Thanks so much, brother, for continuing this series
ABS is way behind your learning curve- so far behind that he can not even see remnants of your footprints - but ABS fell in love with the dogmatics of Rev Joseph Pohle who speaks clearly and fortnightly about Jesus as a divine man.
Hell, man, even Jesus called Himself the Son of man.
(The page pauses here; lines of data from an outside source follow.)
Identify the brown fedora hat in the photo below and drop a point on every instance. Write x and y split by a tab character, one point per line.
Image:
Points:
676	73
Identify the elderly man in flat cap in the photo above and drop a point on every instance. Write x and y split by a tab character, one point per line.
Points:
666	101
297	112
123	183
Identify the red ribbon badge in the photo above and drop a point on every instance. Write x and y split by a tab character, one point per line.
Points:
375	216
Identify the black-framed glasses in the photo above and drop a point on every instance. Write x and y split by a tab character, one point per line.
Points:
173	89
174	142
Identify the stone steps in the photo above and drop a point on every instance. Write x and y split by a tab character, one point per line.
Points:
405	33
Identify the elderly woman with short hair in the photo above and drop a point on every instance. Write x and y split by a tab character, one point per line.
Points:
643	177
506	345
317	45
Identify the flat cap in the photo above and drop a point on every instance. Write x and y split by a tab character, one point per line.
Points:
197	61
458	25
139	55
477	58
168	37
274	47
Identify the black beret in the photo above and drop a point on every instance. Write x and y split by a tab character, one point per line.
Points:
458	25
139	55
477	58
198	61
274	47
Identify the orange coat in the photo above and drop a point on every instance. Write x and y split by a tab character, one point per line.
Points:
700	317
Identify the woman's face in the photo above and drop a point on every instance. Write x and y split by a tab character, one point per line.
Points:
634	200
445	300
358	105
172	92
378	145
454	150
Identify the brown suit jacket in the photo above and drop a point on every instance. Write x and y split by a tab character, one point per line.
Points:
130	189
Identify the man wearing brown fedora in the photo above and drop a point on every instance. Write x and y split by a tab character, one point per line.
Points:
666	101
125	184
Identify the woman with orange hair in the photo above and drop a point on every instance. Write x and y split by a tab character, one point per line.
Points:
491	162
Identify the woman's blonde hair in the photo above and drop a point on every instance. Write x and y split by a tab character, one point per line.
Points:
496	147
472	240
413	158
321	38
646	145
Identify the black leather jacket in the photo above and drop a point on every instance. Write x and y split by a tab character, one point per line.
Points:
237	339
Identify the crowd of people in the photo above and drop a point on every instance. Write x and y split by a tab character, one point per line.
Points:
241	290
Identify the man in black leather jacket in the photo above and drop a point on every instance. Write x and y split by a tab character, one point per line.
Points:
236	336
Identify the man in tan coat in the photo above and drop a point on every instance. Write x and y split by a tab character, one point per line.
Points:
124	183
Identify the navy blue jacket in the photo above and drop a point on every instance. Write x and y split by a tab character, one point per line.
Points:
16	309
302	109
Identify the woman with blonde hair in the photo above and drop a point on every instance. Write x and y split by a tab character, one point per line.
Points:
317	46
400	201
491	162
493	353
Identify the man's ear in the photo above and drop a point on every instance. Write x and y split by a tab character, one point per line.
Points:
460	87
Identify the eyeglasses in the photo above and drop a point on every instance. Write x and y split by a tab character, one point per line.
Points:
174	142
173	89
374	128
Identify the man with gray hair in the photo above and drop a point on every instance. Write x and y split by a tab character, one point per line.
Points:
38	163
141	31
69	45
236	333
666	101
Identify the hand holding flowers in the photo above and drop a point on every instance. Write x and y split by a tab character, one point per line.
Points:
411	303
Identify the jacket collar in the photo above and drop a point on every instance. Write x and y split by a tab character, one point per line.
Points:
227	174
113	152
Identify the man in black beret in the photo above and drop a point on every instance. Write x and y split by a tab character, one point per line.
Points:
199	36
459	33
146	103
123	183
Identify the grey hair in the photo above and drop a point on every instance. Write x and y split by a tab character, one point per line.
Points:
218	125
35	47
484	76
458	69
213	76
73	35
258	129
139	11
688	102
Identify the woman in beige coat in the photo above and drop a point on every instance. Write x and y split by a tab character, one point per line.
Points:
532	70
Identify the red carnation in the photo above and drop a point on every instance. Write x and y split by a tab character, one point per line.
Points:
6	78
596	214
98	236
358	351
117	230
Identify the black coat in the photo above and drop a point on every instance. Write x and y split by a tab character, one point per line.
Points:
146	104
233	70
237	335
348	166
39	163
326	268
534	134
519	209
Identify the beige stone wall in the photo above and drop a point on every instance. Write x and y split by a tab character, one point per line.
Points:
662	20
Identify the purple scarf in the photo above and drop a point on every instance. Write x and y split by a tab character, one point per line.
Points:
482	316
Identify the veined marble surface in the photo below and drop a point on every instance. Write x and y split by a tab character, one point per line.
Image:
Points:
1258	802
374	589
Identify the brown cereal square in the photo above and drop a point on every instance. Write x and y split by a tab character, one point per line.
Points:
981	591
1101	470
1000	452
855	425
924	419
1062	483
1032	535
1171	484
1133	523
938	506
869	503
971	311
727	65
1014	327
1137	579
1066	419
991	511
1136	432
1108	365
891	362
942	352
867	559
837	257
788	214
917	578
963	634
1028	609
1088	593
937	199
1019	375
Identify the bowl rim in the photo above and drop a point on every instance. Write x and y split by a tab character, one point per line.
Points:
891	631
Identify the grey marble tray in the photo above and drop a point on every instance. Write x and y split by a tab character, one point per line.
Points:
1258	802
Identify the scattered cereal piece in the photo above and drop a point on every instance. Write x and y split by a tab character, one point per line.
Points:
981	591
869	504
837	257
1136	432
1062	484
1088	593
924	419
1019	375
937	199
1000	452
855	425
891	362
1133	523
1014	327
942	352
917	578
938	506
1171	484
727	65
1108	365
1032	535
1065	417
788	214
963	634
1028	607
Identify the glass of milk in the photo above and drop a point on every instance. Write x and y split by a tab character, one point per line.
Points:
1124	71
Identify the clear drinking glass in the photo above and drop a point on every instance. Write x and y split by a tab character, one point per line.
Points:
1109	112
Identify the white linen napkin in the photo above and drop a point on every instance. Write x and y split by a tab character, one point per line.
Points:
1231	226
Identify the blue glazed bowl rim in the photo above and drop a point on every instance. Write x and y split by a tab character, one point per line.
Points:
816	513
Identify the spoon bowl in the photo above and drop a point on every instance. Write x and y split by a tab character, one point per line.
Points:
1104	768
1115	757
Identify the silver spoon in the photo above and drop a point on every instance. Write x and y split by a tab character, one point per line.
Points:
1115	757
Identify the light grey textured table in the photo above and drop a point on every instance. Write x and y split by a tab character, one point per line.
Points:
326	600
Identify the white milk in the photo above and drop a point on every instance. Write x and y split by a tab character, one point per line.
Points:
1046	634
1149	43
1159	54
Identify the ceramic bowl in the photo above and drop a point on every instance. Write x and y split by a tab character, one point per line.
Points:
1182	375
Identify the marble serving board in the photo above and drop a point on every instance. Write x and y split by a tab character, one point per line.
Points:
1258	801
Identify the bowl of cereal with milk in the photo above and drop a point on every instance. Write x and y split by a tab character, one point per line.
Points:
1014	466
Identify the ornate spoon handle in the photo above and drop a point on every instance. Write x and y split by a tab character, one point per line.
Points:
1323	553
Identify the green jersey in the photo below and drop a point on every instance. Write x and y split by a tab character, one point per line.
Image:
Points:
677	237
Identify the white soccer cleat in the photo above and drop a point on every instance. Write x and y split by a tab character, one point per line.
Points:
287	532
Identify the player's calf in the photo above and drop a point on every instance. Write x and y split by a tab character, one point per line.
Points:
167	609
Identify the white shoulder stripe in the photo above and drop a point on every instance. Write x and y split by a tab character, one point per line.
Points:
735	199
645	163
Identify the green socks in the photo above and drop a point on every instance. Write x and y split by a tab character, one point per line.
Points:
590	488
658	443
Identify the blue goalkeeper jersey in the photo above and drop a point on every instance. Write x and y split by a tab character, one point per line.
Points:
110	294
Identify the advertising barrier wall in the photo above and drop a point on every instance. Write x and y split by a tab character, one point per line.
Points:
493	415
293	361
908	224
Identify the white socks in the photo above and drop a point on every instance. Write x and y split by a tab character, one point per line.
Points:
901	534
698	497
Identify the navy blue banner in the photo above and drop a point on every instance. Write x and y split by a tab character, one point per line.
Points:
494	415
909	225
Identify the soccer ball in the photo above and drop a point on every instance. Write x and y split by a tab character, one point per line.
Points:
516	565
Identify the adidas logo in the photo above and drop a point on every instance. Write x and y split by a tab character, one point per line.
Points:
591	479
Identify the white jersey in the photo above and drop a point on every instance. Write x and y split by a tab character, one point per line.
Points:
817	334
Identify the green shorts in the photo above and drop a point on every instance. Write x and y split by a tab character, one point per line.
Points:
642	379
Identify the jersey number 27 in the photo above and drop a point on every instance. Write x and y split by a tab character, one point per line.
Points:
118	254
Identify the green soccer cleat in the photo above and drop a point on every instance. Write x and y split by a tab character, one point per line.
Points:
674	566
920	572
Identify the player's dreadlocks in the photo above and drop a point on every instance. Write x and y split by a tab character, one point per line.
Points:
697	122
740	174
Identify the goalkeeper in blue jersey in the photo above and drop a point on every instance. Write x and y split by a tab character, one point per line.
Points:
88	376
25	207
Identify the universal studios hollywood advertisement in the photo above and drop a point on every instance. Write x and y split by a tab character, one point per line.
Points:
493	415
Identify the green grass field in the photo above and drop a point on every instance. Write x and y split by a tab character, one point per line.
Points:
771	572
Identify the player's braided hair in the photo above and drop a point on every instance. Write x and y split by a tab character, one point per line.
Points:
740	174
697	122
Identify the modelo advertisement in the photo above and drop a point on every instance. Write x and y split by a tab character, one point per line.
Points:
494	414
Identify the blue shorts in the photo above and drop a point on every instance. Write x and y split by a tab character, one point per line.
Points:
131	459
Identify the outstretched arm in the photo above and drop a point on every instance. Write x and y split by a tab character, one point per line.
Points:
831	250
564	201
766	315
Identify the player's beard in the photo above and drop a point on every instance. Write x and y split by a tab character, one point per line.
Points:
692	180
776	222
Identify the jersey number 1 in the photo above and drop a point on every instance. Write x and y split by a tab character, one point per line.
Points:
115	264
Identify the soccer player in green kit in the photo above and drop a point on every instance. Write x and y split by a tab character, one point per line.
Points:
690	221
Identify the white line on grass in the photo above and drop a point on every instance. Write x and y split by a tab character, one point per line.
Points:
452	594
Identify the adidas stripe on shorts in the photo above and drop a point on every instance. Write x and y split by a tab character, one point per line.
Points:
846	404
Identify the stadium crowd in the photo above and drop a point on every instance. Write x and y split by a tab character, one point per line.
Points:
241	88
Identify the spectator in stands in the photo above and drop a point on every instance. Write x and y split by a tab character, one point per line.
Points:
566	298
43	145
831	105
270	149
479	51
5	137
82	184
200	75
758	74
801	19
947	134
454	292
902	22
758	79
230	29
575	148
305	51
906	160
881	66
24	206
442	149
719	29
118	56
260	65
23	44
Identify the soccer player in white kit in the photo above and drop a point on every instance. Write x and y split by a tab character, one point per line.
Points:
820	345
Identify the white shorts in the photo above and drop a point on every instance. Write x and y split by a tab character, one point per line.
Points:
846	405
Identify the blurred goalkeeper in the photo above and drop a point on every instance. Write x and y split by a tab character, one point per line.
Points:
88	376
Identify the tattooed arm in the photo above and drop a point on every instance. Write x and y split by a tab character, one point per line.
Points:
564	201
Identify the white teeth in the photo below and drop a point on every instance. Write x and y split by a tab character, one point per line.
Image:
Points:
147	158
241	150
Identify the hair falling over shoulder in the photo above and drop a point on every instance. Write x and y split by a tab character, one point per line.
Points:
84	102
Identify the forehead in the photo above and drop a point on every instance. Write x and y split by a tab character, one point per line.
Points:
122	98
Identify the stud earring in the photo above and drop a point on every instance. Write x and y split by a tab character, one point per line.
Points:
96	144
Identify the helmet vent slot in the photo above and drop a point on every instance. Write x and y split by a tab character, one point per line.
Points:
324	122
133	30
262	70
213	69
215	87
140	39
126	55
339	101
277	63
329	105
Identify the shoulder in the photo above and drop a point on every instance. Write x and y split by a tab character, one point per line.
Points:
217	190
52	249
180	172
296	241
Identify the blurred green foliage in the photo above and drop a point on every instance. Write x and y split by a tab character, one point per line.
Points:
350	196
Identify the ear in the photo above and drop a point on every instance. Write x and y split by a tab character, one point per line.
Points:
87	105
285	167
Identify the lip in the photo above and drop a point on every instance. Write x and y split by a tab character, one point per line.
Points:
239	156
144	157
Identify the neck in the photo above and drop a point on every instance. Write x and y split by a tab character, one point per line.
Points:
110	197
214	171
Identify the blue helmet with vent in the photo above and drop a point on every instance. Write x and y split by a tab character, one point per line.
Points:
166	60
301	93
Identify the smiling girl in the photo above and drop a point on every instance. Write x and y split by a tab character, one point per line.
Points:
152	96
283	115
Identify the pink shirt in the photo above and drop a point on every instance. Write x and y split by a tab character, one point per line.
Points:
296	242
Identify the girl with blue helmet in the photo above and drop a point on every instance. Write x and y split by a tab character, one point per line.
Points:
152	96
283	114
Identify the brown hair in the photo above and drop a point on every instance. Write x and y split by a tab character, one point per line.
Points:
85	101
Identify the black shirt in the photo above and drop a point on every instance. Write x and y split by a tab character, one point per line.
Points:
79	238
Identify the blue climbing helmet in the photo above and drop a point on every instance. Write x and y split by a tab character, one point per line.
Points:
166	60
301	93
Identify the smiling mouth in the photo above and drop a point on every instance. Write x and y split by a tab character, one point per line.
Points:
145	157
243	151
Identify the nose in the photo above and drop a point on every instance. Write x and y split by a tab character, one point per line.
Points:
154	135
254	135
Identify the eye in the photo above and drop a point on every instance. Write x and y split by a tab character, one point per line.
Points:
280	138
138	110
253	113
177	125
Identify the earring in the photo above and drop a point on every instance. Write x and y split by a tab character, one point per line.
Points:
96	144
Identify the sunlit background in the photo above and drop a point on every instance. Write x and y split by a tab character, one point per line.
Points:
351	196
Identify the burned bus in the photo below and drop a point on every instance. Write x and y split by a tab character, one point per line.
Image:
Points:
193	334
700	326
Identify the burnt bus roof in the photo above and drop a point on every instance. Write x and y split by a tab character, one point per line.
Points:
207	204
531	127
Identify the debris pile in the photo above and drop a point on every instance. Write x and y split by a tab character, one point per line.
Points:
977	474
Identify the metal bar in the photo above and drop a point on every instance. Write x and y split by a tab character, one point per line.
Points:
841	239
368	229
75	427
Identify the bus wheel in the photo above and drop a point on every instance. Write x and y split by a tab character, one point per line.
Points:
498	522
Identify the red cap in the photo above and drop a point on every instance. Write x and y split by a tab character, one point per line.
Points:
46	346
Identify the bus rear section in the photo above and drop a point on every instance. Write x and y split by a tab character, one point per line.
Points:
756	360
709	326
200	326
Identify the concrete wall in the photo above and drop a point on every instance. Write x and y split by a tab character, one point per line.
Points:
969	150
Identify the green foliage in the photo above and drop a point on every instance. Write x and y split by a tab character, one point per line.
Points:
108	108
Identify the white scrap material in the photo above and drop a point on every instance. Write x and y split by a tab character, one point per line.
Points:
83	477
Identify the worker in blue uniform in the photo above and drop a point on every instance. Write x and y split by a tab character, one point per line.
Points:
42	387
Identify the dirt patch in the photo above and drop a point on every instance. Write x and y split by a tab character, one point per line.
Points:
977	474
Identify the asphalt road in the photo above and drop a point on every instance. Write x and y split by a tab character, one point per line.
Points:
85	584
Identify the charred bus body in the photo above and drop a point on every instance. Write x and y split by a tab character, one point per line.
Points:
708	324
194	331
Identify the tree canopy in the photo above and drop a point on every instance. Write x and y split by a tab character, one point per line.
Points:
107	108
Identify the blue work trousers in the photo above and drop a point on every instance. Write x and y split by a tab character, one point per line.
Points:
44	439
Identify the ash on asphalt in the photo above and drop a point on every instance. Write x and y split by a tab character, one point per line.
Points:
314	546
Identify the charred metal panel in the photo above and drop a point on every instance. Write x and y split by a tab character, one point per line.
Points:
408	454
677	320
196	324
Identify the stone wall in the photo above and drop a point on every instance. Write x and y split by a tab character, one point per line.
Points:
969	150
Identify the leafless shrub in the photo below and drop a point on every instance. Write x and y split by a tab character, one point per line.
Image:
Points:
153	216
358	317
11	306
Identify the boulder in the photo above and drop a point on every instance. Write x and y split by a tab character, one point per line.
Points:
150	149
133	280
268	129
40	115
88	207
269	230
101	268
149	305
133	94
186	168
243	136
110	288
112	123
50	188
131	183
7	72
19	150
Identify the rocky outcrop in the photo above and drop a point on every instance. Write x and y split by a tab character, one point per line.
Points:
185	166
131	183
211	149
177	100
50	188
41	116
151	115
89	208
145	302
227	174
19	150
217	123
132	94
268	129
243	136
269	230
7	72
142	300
Why is the modern Catholic Church so afraid of masculinity? In every age (think Arian Crisis) and currently, it is those lacking masculinity (Eunuchs who flogged for Arius) and sodomites now; both lacking masculinity, who are the ones not only susceptible to heresy and heterodoxy, but leaders of the same.
pax tecum
Highly relevant!
"C. S. Lewis asserts the feminine character of the Christian worshiper as consequent upon the transcendent masculinity of the God who is worshiped, a notion also echoed by H. U. von Balthasar, as in the last century by Matthias Scheeben. For Lewis, see _That Hideous Strength_ (New York: Macmillan, 1965) 316: 'What is above and beyond all things is so masculine that we are all feminine in relation to it.' ... This quite common and quite unreflective reservation of the reality of masculinity to the Creator, over against a relatively feminized creation, implies a reversion to a cosmological dualism radically incompatible both with Catholic sacramental realism and with the doctrine of the Good Creation which underlies that realism."